STAT-H400 - Lab 6

Regression

Objectives

Note on the use of Generative AI tools (ChatGPT, Copilot, etc.): while not forbidden, I highly recommend to not use GenAI tools until you really understand the code that you are trying to write. GenAI tools are unreliable, and notoriously bad as a “learning” tool. They require a lot of micromanagement to be accurate. They can be helpful as a productivity boost for skilled developers, but will stop you from growing your own skills if used too soon.

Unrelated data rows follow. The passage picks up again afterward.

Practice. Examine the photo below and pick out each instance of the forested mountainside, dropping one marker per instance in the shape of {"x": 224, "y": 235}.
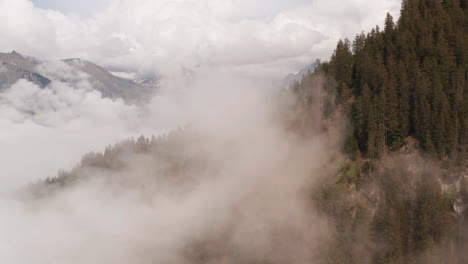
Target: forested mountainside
{"x": 408, "y": 79}
{"x": 401, "y": 193}
{"x": 14, "y": 66}
{"x": 401, "y": 196}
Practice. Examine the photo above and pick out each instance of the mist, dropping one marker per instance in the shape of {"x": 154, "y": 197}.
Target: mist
{"x": 243, "y": 198}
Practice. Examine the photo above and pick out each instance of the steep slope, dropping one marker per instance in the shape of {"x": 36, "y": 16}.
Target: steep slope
{"x": 14, "y": 66}
{"x": 112, "y": 86}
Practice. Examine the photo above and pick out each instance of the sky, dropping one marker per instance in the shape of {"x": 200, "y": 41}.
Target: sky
{"x": 261, "y": 40}
{"x": 272, "y": 38}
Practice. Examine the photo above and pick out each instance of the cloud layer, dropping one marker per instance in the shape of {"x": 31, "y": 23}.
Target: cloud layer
{"x": 273, "y": 37}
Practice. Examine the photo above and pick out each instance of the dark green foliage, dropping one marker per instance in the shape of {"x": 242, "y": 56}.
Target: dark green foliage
{"x": 408, "y": 80}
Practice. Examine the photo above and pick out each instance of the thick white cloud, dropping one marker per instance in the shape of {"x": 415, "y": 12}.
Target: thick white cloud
{"x": 275, "y": 37}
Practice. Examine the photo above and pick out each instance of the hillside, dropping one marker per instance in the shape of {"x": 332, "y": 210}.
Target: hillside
{"x": 15, "y": 66}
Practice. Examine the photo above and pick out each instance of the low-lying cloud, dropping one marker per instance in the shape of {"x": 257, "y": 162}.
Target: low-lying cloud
{"x": 246, "y": 200}
{"x": 273, "y": 37}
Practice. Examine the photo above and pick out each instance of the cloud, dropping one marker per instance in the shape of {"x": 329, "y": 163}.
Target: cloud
{"x": 278, "y": 36}
{"x": 241, "y": 195}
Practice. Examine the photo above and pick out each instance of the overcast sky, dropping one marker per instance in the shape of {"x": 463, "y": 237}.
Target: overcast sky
{"x": 271, "y": 37}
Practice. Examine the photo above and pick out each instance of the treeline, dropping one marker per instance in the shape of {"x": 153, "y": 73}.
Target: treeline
{"x": 409, "y": 79}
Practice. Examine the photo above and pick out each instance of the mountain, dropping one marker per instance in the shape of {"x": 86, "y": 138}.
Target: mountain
{"x": 112, "y": 86}
{"x": 292, "y": 78}
{"x": 14, "y": 66}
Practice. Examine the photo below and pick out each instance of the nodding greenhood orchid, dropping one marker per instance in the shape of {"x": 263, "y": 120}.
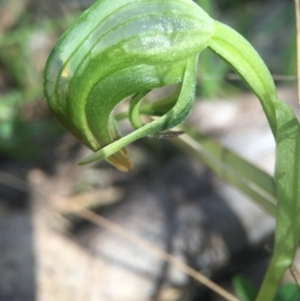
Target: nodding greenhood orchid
{"x": 122, "y": 48}
{"x": 117, "y": 49}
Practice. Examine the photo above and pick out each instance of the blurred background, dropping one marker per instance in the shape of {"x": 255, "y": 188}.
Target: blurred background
{"x": 169, "y": 198}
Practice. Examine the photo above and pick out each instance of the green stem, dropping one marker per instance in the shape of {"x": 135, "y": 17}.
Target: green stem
{"x": 244, "y": 59}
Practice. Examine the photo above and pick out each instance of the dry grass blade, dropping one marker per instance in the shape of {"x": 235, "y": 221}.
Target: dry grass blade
{"x": 99, "y": 220}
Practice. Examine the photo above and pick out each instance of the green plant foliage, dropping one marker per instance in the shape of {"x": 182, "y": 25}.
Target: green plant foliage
{"x": 288, "y": 292}
{"x": 244, "y": 288}
{"x": 121, "y": 48}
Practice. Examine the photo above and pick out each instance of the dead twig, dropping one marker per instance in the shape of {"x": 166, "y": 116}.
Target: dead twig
{"x": 115, "y": 228}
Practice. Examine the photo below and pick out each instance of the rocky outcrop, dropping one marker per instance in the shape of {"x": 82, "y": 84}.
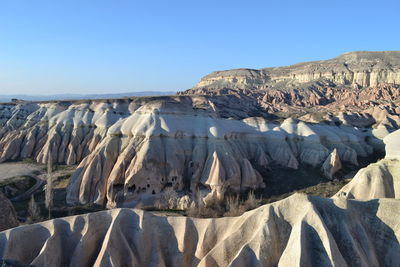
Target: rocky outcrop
{"x": 331, "y": 165}
{"x": 300, "y": 230}
{"x": 8, "y": 216}
{"x": 359, "y": 89}
{"x": 362, "y": 69}
{"x": 142, "y": 146}
{"x": 378, "y": 180}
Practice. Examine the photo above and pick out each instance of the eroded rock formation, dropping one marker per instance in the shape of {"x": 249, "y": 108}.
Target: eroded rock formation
{"x": 378, "y": 180}
{"x": 134, "y": 146}
{"x": 8, "y": 217}
{"x": 300, "y": 230}
{"x": 331, "y": 165}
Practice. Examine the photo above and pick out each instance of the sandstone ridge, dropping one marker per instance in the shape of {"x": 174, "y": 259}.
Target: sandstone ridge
{"x": 300, "y": 230}
{"x": 130, "y": 147}
{"x": 362, "y": 69}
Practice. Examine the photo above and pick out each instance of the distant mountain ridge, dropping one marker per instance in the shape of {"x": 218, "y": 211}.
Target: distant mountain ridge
{"x": 358, "y": 69}
{"x": 8, "y": 98}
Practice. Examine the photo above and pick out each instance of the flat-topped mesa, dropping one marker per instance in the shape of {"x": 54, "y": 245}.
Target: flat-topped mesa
{"x": 361, "y": 69}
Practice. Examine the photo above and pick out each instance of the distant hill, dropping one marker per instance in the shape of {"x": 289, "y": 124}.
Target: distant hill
{"x": 8, "y": 98}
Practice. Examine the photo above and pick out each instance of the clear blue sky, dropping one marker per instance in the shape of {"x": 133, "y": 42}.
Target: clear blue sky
{"x": 104, "y": 46}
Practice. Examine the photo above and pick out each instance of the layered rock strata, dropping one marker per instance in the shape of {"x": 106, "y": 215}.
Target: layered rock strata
{"x": 357, "y": 69}
{"x": 8, "y": 216}
{"x": 378, "y": 180}
{"x": 357, "y": 88}
{"x": 300, "y": 230}
{"x": 125, "y": 148}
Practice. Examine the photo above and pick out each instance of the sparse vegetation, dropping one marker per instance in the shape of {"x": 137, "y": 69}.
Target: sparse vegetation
{"x": 49, "y": 195}
{"x": 34, "y": 211}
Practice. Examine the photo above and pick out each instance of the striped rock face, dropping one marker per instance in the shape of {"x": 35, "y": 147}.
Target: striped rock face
{"x": 300, "y": 230}
{"x": 125, "y": 148}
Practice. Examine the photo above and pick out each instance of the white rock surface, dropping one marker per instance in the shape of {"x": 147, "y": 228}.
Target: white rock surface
{"x": 298, "y": 231}
{"x": 377, "y": 180}
{"x": 331, "y": 165}
{"x": 143, "y": 145}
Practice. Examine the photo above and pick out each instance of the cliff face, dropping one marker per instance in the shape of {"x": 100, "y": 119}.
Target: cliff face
{"x": 378, "y": 180}
{"x": 125, "y": 148}
{"x": 300, "y": 230}
{"x": 8, "y": 216}
{"x": 361, "y": 69}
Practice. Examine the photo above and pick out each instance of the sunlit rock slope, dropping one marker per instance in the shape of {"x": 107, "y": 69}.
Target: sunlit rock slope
{"x": 298, "y": 231}
{"x": 133, "y": 146}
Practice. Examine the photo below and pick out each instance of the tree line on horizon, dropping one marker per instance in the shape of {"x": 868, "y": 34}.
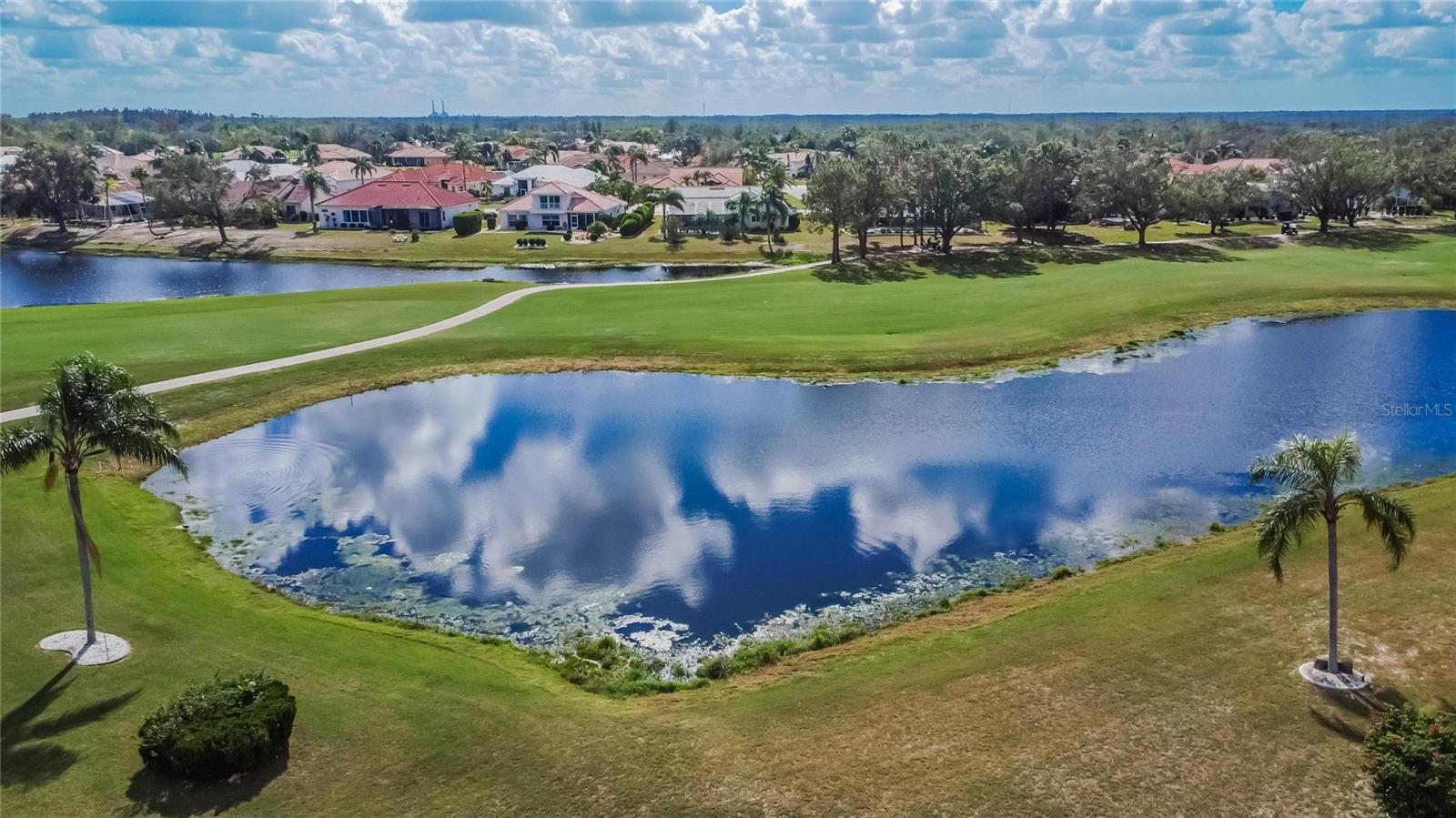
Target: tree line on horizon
{"x": 938, "y": 191}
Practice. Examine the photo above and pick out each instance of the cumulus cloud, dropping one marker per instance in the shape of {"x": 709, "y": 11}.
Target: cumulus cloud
{"x": 730, "y": 56}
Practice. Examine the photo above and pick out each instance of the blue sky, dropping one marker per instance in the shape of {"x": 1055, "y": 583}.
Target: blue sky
{"x": 664, "y": 57}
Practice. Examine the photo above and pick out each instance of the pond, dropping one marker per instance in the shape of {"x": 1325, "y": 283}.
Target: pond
{"x": 38, "y": 277}
{"x": 683, "y": 511}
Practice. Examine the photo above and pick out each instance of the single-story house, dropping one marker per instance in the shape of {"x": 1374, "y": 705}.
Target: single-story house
{"x": 1181, "y": 167}
{"x": 699, "y": 201}
{"x": 400, "y": 204}
{"x": 1273, "y": 203}
{"x": 152, "y": 155}
{"x": 558, "y": 206}
{"x": 417, "y": 156}
{"x": 528, "y": 177}
{"x": 577, "y": 157}
{"x": 798, "y": 162}
{"x": 329, "y": 152}
{"x": 242, "y": 191}
{"x": 513, "y": 157}
{"x": 459, "y": 177}
{"x": 698, "y": 177}
{"x": 247, "y": 152}
{"x": 642, "y": 170}
{"x": 239, "y": 169}
{"x": 342, "y": 177}
{"x": 126, "y": 206}
{"x": 120, "y": 167}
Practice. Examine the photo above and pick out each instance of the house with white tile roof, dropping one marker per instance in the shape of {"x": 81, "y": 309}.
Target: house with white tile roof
{"x": 557, "y": 206}
{"x": 529, "y": 177}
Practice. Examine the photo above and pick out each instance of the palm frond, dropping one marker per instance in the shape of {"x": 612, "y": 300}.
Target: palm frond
{"x": 1390, "y": 516}
{"x": 22, "y": 446}
{"x": 1281, "y": 527}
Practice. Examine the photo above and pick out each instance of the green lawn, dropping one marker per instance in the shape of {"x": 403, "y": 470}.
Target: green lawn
{"x": 443, "y": 247}
{"x": 892, "y": 318}
{"x": 160, "y": 339}
{"x": 1159, "y": 686}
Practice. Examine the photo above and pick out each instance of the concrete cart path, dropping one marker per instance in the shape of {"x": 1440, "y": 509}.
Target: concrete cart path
{"x": 499, "y": 303}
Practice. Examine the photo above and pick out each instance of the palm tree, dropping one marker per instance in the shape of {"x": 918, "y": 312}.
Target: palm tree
{"x": 637, "y": 156}
{"x": 742, "y": 208}
{"x": 774, "y": 206}
{"x": 317, "y": 184}
{"x": 1310, "y": 472}
{"x": 87, "y": 410}
{"x": 664, "y": 198}
{"x": 108, "y": 184}
{"x": 490, "y": 152}
{"x": 754, "y": 159}
{"x": 140, "y": 175}
{"x": 363, "y": 167}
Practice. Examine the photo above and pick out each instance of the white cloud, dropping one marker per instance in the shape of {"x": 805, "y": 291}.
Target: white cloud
{"x": 659, "y": 57}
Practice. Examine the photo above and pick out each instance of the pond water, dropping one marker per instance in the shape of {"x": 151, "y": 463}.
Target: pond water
{"x": 38, "y": 277}
{"x": 682, "y": 511}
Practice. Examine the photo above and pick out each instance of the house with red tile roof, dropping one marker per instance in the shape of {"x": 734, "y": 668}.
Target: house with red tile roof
{"x": 331, "y": 152}
{"x": 558, "y": 206}
{"x": 1181, "y": 167}
{"x": 698, "y": 177}
{"x": 459, "y": 177}
{"x": 397, "y": 204}
{"x": 417, "y": 156}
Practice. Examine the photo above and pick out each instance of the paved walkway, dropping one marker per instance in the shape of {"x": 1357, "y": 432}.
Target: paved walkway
{"x": 499, "y": 303}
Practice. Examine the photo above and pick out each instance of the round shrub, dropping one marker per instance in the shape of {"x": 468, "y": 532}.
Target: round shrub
{"x": 218, "y": 728}
{"x": 1411, "y": 759}
{"x": 468, "y": 223}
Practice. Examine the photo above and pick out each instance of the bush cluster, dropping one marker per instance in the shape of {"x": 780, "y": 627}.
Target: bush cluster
{"x": 218, "y": 728}
{"x": 609, "y": 665}
{"x": 759, "y": 654}
{"x": 1411, "y": 759}
{"x": 468, "y": 223}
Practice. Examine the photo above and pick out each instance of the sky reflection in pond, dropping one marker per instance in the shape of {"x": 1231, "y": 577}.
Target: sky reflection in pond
{"x": 38, "y": 277}
{"x": 676, "y": 509}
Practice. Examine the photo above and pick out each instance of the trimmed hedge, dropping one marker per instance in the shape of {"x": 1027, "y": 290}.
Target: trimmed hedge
{"x": 218, "y": 728}
{"x": 468, "y": 223}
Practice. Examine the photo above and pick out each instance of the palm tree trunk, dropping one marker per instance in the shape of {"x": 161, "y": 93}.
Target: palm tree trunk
{"x": 73, "y": 490}
{"x": 1334, "y": 601}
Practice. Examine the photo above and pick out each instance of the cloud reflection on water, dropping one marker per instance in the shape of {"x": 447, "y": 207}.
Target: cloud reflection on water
{"x": 713, "y": 502}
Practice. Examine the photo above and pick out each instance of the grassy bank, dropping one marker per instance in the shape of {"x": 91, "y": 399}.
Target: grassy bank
{"x": 298, "y": 242}
{"x": 1140, "y": 689}
{"x": 160, "y": 339}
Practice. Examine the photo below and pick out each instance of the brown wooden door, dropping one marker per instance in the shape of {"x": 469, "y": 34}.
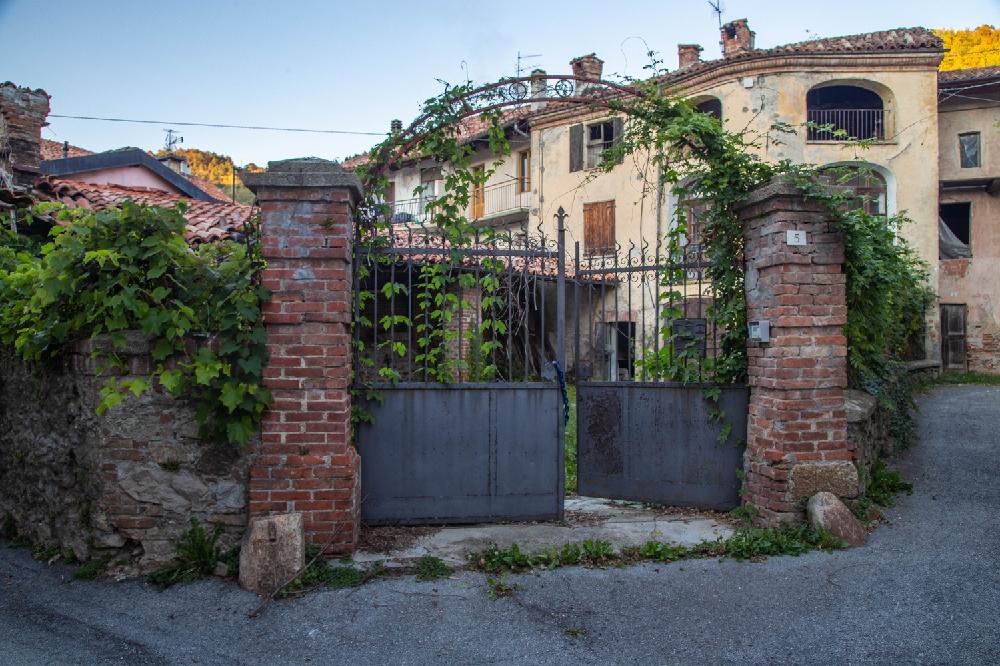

For this lab, we will use the “Alzheimer” dataset from the previous labs. Our objective will be to see if we can predict the “ADL” (capacity to perform activities in daily life) from the “MMSE” and “FunctionalAssessment” variables (standardized cognitive tests).

Exercise 1

  1. On the Alzheimer data, train a LinearRegression model with ADL as the target and MMSE and FunctionalAssessment as the input variables.
  2. Using cross-validation, compare the results of the LinearRegression with the result of Ridge regression.
  3. Check the coefficients of the linear regression to determine the influence of each input variable on the result.
  4. Using the RMSE metric, compare the results of LinearRegression and Ridge regression on the test set. Use the appropriate statistical test for the hypothesis that both methods have the same results.